Amber Lucille has a nice voice and a crack band -- the moody slide guitars and male harmonies are boss -- but her songs are terrible, three-chord wonders with painfully unoriginal lyrics. Check out "Refinery Lights" from her page, though, because it's by an outside songwriter and shows off the singer and the band in a much kinder light. Jay Wolf doesn't even have the voice going for him. His vocals are obnoxious and nasal and his songs are similarly intellectually bankrupt "Americana." Wolf and Lucille both should spend some time studying at the feet of Steve Power, a well-traveled writer with some evil blues harp tone and fabulously original songs and vocal delivery. "Run for the Border," a little paranoia blues about a Michigan militiaman seeing the FBI around every corner is one standout; the surprisingly personal "DiMaggio" is another.

Sinistra are one of those modern "heavy" bands where easy guitar parts are played through a lot of distortion and the drummer and the (barely audible) bassist make noise artlessly somewhat in unison. The vocals are sometimes melodic, sometimes screamed, but never sincere, and the duet with the female vocalist ("Move On") is such an inept attempt at a "crossover" that it's kind of charming. Awake at Dawn are more charmless still, they're not even a band really, just a wrenching vocalist and a guitar player with too much equipment amusing themselves out of all relation to one another and the plodding programmed drums. Slightly more tolerable, if only due to the yeoman's work of skilled and I hope well-compensated studio musicians, is Brian Pounds. Pounds has utterly nothing to offer the world thus far as a singer, songwriter, or guitarist; his stuff sounds like elevator music.

By contrast Nathan Payne's music is initially discomfiting, but I'm fairly certain after multiple listens that he's some kind of a genius, if maybe a slightly scary one. It takes a ballsy songwriter indeed to begin a song by cribbing a line from a Bob Dylan song, but Payne does it and pulls it off ("American Infidel"). He's got multiple deliveries, but his most haunting is a kind of contralto yodel that sticks in your mind, particularly combined with Payne's potent lyrics. "Six Dollar Tux" sounds like Calexico jamming with Chris Isaak while Howe Gelb does live sound manipulation to keep the singer's voice from staying in the right relationship to key.

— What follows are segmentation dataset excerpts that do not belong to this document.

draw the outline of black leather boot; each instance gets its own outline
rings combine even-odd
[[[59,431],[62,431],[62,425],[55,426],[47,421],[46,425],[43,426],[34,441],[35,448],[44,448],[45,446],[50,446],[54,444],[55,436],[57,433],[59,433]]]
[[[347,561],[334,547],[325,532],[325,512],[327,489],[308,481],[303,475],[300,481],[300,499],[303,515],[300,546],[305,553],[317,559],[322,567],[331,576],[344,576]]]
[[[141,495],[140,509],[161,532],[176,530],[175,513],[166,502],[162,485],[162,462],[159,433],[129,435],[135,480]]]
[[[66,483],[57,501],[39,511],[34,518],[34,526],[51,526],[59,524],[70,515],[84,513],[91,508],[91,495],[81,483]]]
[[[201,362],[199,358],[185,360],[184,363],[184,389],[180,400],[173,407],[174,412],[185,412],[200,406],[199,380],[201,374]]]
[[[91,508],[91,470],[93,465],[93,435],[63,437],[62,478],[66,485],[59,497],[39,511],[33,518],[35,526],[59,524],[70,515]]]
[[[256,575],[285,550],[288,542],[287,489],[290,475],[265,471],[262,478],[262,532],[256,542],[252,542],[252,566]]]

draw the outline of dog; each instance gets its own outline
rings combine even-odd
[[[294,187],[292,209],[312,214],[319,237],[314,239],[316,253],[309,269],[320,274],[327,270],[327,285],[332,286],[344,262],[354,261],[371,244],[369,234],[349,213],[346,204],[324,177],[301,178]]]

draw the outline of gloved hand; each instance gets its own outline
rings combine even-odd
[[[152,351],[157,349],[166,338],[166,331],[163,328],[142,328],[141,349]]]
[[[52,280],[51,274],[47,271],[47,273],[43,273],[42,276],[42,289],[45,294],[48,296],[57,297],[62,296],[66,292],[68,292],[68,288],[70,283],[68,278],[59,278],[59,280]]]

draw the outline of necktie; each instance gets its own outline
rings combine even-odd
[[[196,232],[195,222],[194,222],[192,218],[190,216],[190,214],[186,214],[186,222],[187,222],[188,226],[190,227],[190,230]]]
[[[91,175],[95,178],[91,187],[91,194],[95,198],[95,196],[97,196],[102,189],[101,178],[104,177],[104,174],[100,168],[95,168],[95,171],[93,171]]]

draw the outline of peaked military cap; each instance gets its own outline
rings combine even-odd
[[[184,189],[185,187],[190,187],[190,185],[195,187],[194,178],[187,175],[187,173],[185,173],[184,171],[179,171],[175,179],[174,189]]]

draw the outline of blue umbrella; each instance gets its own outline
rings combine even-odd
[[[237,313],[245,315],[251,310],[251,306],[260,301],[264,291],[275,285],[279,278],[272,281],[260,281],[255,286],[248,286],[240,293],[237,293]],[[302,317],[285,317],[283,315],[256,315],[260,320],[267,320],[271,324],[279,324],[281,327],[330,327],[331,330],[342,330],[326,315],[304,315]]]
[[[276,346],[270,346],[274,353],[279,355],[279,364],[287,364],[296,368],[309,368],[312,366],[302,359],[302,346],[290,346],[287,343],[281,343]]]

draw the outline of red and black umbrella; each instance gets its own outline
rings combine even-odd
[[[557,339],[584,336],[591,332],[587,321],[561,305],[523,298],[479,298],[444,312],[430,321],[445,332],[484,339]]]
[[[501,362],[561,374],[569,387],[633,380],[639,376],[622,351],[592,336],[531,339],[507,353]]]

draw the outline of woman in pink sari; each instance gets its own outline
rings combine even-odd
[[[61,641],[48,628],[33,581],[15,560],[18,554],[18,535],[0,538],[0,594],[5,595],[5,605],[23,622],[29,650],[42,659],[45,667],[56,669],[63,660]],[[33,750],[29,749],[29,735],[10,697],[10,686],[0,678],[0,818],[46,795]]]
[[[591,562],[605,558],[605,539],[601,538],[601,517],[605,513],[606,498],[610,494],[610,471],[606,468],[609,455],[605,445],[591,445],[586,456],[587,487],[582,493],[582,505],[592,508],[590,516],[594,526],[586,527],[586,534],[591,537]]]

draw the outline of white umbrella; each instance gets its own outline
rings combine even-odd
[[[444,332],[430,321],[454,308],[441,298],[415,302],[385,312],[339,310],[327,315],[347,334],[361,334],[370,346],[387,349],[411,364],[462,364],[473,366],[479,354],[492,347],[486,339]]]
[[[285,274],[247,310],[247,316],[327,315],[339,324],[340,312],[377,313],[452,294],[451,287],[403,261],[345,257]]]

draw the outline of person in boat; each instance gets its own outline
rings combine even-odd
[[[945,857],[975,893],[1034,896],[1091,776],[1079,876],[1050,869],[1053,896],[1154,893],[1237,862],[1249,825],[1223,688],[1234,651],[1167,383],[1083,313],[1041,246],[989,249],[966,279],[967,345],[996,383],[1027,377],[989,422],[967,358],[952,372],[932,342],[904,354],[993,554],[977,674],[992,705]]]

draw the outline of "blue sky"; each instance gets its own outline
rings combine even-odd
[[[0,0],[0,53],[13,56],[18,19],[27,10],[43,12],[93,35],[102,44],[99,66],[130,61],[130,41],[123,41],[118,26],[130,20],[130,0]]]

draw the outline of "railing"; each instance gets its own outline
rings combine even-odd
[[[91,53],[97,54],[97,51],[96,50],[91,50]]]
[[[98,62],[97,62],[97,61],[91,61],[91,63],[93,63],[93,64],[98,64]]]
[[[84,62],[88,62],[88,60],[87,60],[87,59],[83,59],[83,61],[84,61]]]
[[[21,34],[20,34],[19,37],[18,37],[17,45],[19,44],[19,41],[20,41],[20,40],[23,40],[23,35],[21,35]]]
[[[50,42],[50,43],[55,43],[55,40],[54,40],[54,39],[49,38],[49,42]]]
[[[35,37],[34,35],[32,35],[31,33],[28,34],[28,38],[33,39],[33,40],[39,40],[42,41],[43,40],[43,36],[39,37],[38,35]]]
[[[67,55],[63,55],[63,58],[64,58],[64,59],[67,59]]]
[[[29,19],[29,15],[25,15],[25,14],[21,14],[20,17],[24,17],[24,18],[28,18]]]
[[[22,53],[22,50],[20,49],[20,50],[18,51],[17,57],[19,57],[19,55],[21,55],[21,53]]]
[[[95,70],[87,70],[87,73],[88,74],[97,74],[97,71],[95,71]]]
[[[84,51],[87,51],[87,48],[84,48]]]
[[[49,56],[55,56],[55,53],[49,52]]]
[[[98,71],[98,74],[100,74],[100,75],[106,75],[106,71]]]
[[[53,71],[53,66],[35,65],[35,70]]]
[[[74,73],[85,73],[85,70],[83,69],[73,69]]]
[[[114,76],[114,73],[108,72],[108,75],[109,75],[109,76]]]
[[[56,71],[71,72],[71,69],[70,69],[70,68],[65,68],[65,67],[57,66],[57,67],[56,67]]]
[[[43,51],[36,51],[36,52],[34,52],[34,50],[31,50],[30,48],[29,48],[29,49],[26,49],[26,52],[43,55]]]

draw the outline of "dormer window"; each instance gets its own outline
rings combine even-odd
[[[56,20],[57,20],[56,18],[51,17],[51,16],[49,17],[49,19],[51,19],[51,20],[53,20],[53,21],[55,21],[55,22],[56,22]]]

In a word, awesome.

Dave McCullough is a local guitar player and teacher whose solo instrumentals (performed I believe with bass pedals) reflect the long experience of a man utterly at peace with his world and his instrument... not a note wasted. Cabrini Green is one of those electronic artists who gets it, who recognizes the freedom granted from constructing music out of samples, treatments, found sounds, and live performances and approaches his compositions as if recombining and sharing a lifetime's worth of music-listening. It's hard to tell what's sampled and what's live and what's both in Cabrini Green's music, and that's exactly the idea. So is the constant shifting of center and style. El Ritual Del Gallo Loco, a one-man featuring live rock instruments, electronic programming, and samples, has another exciting postmodern blend working. Their music is not unlike driving along the border listening to several competing radio stations on the same frequency flicker in and out of prominence: Nine Inch Nails, William Orbit, Mexican pop and folk, the Spanish-language edition of The Orb's Adventures Beyond the Ultraworld... I wish my radio sounded like that.

Finally, Twilight Hotel got their start in Winnipeg but are now boasting an Austin address. What is it about Austin than Canadians like so much? We have no moose and very little hockey. In any event, this duo should fit right in here. "Americana" seems like the wrong label ("Canadiana?") not only in a literal sense, but also because their music doesn't sit properly in any one genre. The arrangements follow the songs. "Viva La Vinyl" sounds like 50's R&R, "Highway Prayer" gospel, "Slumber Queen" Tex/Mex. Great male and female vocals, vintage equipment employed in exactly the right production context, snappy lyrics. It would be cheesy to say "check in," right?